2. **Transcribe segments**: "Now transcribe each segment"
3. **Generate summary**: "Create a comprehensive summary of all segments with action items"
### Multi-Meeting Analysis
1. **Transcribe multiple meetings**: Process several meeting recordings
2. **Cross-meeting analysis**: "What are the recurring themes across these three meetings?"

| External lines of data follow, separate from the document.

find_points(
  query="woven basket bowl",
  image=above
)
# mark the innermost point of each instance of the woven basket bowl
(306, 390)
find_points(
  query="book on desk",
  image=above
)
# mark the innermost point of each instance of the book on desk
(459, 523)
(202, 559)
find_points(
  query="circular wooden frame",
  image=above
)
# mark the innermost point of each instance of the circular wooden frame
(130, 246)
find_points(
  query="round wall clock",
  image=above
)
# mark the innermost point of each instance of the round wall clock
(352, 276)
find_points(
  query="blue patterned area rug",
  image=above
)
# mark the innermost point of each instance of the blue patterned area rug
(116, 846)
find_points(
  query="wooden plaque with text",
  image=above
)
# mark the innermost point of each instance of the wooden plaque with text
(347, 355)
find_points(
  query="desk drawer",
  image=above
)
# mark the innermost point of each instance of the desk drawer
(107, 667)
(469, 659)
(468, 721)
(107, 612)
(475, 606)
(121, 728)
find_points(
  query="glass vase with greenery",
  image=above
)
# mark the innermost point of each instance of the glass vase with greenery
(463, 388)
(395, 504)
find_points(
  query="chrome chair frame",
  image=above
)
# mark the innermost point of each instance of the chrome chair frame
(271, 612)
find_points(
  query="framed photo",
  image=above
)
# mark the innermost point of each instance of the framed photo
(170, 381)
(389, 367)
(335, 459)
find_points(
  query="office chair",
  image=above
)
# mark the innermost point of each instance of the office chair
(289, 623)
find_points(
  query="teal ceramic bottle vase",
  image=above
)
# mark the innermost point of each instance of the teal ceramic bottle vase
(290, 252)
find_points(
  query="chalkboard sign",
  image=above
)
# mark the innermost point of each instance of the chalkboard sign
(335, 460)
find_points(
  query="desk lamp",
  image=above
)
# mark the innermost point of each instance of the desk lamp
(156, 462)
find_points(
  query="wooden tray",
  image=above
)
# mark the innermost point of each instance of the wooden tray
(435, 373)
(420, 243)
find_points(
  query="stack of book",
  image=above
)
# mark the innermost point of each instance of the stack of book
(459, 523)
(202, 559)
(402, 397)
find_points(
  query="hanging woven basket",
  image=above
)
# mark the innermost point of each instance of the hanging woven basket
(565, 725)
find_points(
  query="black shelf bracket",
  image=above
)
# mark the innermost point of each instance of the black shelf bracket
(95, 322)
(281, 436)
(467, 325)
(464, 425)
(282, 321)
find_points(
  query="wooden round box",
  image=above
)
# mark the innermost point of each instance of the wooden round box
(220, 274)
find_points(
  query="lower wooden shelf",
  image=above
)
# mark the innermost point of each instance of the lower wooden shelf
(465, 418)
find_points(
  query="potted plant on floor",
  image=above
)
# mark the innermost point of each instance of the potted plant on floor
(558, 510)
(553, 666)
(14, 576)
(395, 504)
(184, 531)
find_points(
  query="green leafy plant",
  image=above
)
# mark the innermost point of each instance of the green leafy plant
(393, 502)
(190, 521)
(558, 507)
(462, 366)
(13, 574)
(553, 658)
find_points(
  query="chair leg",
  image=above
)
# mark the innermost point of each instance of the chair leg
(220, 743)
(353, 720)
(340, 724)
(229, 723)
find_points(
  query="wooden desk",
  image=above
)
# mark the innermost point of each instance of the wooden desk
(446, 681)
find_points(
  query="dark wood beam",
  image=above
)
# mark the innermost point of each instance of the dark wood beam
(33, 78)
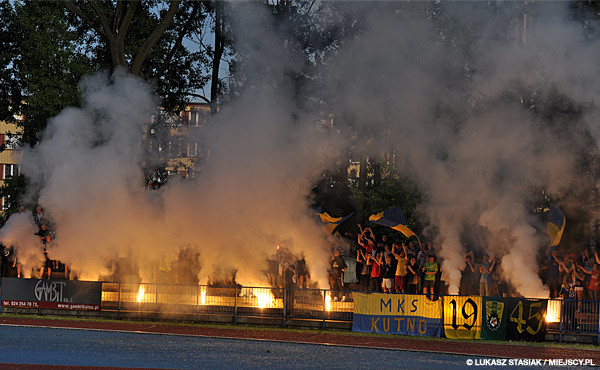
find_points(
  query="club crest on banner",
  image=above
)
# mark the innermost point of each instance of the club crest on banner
(493, 314)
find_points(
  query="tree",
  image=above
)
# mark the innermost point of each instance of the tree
(147, 38)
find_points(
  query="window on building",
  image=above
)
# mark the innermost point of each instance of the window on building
(10, 170)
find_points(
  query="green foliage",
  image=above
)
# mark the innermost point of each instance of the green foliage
(49, 63)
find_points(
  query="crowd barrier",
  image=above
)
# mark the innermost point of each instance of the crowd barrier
(410, 314)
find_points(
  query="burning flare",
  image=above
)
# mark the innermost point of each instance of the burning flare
(141, 292)
(553, 311)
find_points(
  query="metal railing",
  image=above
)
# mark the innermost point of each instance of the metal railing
(194, 301)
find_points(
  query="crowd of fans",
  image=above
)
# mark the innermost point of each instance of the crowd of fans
(373, 264)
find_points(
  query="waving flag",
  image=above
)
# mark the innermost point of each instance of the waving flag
(556, 225)
(392, 218)
(330, 223)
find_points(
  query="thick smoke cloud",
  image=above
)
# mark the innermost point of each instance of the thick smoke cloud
(438, 83)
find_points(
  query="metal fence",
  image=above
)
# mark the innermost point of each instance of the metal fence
(194, 301)
(573, 317)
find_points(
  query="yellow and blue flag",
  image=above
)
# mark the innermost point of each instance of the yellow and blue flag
(556, 225)
(392, 218)
(330, 223)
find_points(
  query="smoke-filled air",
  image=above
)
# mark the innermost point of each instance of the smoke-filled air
(438, 89)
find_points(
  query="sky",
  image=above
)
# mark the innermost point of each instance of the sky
(439, 88)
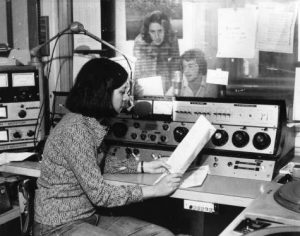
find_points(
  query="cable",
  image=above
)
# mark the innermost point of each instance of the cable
(37, 128)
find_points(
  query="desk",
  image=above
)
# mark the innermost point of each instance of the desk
(215, 189)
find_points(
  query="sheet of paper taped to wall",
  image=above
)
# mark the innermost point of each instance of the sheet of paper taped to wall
(190, 146)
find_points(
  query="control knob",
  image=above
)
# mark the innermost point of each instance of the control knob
(119, 129)
(22, 113)
(30, 133)
(240, 138)
(261, 140)
(179, 133)
(17, 134)
(220, 137)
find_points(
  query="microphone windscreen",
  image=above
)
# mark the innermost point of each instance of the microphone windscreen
(142, 108)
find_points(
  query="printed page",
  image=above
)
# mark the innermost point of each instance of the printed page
(276, 24)
(237, 32)
(190, 146)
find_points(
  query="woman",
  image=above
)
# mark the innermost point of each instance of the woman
(156, 50)
(71, 184)
(194, 68)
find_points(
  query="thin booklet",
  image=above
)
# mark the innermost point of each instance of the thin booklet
(190, 146)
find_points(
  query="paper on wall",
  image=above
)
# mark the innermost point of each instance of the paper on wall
(190, 146)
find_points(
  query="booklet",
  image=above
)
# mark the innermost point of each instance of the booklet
(190, 146)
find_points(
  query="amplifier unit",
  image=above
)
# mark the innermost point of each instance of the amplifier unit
(19, 107)
(251, 138)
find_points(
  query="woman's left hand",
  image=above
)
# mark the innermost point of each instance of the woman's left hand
(156, 166)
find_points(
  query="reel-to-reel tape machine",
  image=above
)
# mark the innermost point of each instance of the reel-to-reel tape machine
(251, 141)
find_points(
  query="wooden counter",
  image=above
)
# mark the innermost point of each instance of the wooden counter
(215, 189)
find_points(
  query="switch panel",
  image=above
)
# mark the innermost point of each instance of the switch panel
(200, 206)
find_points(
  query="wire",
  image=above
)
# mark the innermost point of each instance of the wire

3. **Action item tracking**: "What action items were mentioned and who owns them?"
## Development
### Setup Development Environment
```bash
uv sync --dev
```
### Run Tests
```bash
uv run pytest
```
### Code Formatting
```bash
uv run black src/
uv run ruff check src/
```
### Testing the MCP Server
```bash
# Test server startup
uv run python -m mcp_audio_server.server
# Test with example client
uv run python examples/basic_usage.py
```
## Requirements
- Python 3.13+
- uv package manager
- ffmpeg (for audio processing)
- Groq API key
### Installing ffmpeg
```bash
# macOS
brew install ffmpeg
# Ubuntu/Debian
sudo apt install ffmpeg
# Windows
# Download from https://ffmpeg.org/
```
## Troubleshooting
### Common Issues
1. **"GROQ_API_KEY not set"**
- Ensure your API key is exported: `export GROQ_API_KEY="your-key"`
- For Claude Desktop, add it to the MCP configuration
2. **"ffmpeg not found"**
- Install ffmpeg using the instructions above
- Ensure it's in your system PATH
3. **"File too large" errors**
- Use the `split_audio` tool first to break large files into <25MB segments
- Then transcribe each segment individually
4. **MCP connection issues**
- Verify the server path in your MCP configuration
- Check that uv is installed and accessible
- Ensure the working directory is correct
## License
MIT License - see LICENSE file for details.
## Contributing
1. Fork the repository
2. Create a feature branch
3. Make your changes with uv: `uv sync --dev`
4. Add tests if applicable
5. Submit a pull request
## Support
For issues and questions:
- Open an issue on GitHub
- Check the MCP documentation: https://modelcontextprotocol.io/
- Review the examples in this repository
---
**Note**: This is an MCP server that requires a compatible MCP client (like Claude Desktop) to use. The server provides audio processing tools that integrate seamlessly into AI conversations.